We have patients identified as positive controls and validated experimentally, possessing a WDR66 homodeletion on exons 20/22 to 22/22.
However with the following pipeline, from the segmentation stage I don't find a segment consistent with this target modification ...(hmm and hmm_germline method tested).

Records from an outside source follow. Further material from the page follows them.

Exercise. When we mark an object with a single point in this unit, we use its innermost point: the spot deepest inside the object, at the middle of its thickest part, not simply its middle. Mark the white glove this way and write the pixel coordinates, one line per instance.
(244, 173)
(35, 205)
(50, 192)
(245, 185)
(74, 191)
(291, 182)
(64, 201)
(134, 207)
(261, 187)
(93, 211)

The intervals list comes from the Ensembl canonical transcripts list (delimited according to the exons size).
PIPELINE used:
cnvkit.py access ~/hs38DH.fa -x ~/sv_blacklist.bed -o ~/STEP1_ACCESS/acces-excludes.hg38.bed
cnvkit.py target ~/Interval_GRCH38_97_200921_STEP0.bed --split -o ~/STEP2_TARGET_ANTITARGET/my_targets.bed
cnvkit.py antitarget ~/STEP2_TARGET_ANTITARGET/my_targets.bed -g ~/STEP1_ACCESS/acces-excludes.hg38.bed -o ~/STEP2_TARGET_ANTITARGET/my_antitargets.bed
test=$(find ~/BAM_FOLDER/ -name *.bam)
for bam in $test
do
name=${bam:0:-4}
cnvkit.py coverage $bam -p 20 ~/STEP2_TARGET_ANTITARGET/my_targets.bed -o ~/STEP3_COVERAGE/$name.targetcoverage.cnn
cnvkit.py coverage $bam -p 20 ~/STEP2_TARGET_ANTITARGET/my_antitargets.bed -o ~/STEP3_COVERAGE/$name.antitargetcoverage.cnn
done
cnvkit.py reference -o ~/STEP4_REFERENCE/FlatReference.cnn -f /data/septiera/REF_GENOME/hs38DH.fa -t ~/STEP2_TARGET_ANTITARGET/my_targets.bed -a ~/STEP2_TARGET_ANTITARGET/my_antitargets.bed
cnvkit.py fix ~/STEP3_COVERAGE/POSControlSample.targetcoverage.cnn ~/STEP3_COVERAGE/POSControlSample.antitargetcoverage.cnn ~/STEP4_REFERENCE/FlatReference.cnn -o ~/STEP5_FIX/POSControlSample.cnrhere
cnvkit.py segment ~/STEP5_FIX/POSControlSample.cnr -m hmm -p 10 -o ~/STEP6_SEGMENT/POSControlSample_hmm_wdrop.cns
cnvkit.py segmetrics ~/STEP5_FIX/POSControlSample.cnr -s ~/STEP6_SEGMENT/POSControlSample_hmm_wdrop.cns --ci -o ~/STEP7_CALL/POSControlSample_hmm_wdrop_ci.cns
cnvkit.py call ~/STEP7_CALL/POSControlSample_hmm_wdrop_ci.cns --filter ci -y -o ~/STEP7_CALL/POSControlSample_call_ci.cns
POSControlSample.cnr result example:
chromosome start end gene log2 depth weight
chr12 121918592 121918695 - -6.34236 3.82524 0.0001 #EXON1
chr12 121921286 121921683 - 4.49197 141.151 0.0001 #other gene
chr12 121923622 121923990 - 4.08991 124.815 0.0001 #EXON2
chr12 121931746 121931886 - 2.21378 107.421 0.0001 #EXON3
chr12 121934247 121934356 - -1.77108 69.9817 0.0001
chr12 121942534 121942645 - 0.540772 138.306 0.0001
chr12 121942895 121942975 - -0.904748 106.25 0.0001
chr12 121948984 121949061 - 3.90008 48.9091 0.0001
chr12 121951480 121951530 - 1.33628 69.5 0.0001
chr12 121954120 121954334 - 2.44978 76.4579 0.0001
chr12 121957074 121957268 - 3.89977 164.613 0.0001
chr12 121958272 121958522 - 3.93186 170.108 0.0001
chr12 121958943 121959094 - 2.87873 135.053 0.0001
chr12 121960585 121960758 - 0.838862 59.8035 0.0001
chr12 121961978 121962162 - 0.077442 30.2228 0.0001
chr12 121966955 121967069 - 0.574232 83.2719 0.0001
chr12 121968006 121968169 - -0.284698 122.264 0.0001
chr12 121975244 121975334 - -3.15683 27.9889 0.0001
chr12 121975542 121975685 - 1.88913 93.4965 0.0001
chr12 121976185 121999216 Antitarget -0.857707 0.588164 0.896216
chr12 121999716 121999944 - -23.0153 0 0.0001 #EXON20
chr12 122001497 122001598 - -6.13142 1.61386 0.0001 #EXON21
chr12 122003652 122003919 - 3.10711 61.7678 0.0001 #EXON22
POSControlSample_hmm_wdrop.cns result example:
chromosome start end gene log2 depth probes weight
chr12 121917290 121942645 - -4.14401 58.6302 10 0.001 #WDR66 SEGMENT 1 EXONS 1/22-6/22
chr12 121942895 122018922 - -0.783351 0.707287 20 1.74422 #WDR66 SEGMENT 2 EXONS 7/22-22/22
POSControlSample_call_ci.cns result example:
chromosome start end gene log2 cn depth probes weight
chr12 121917290 121942645 - -4.14401 0 58.6302 10 0.001 #EXONS 1/22-6/22 HOMODEL (error)
chr12 121942895 122216869 - -0.48987 1 0.932991 117 5.27485 #EXONS 7/22-22/22 HETDEL (error)
Is my pipeline correct for this analysis type? How can I improve it?
Thanks in advance!!
How many patients do you have? In my experience, I would suggest using your patients to build the reference instead of building a flat reference.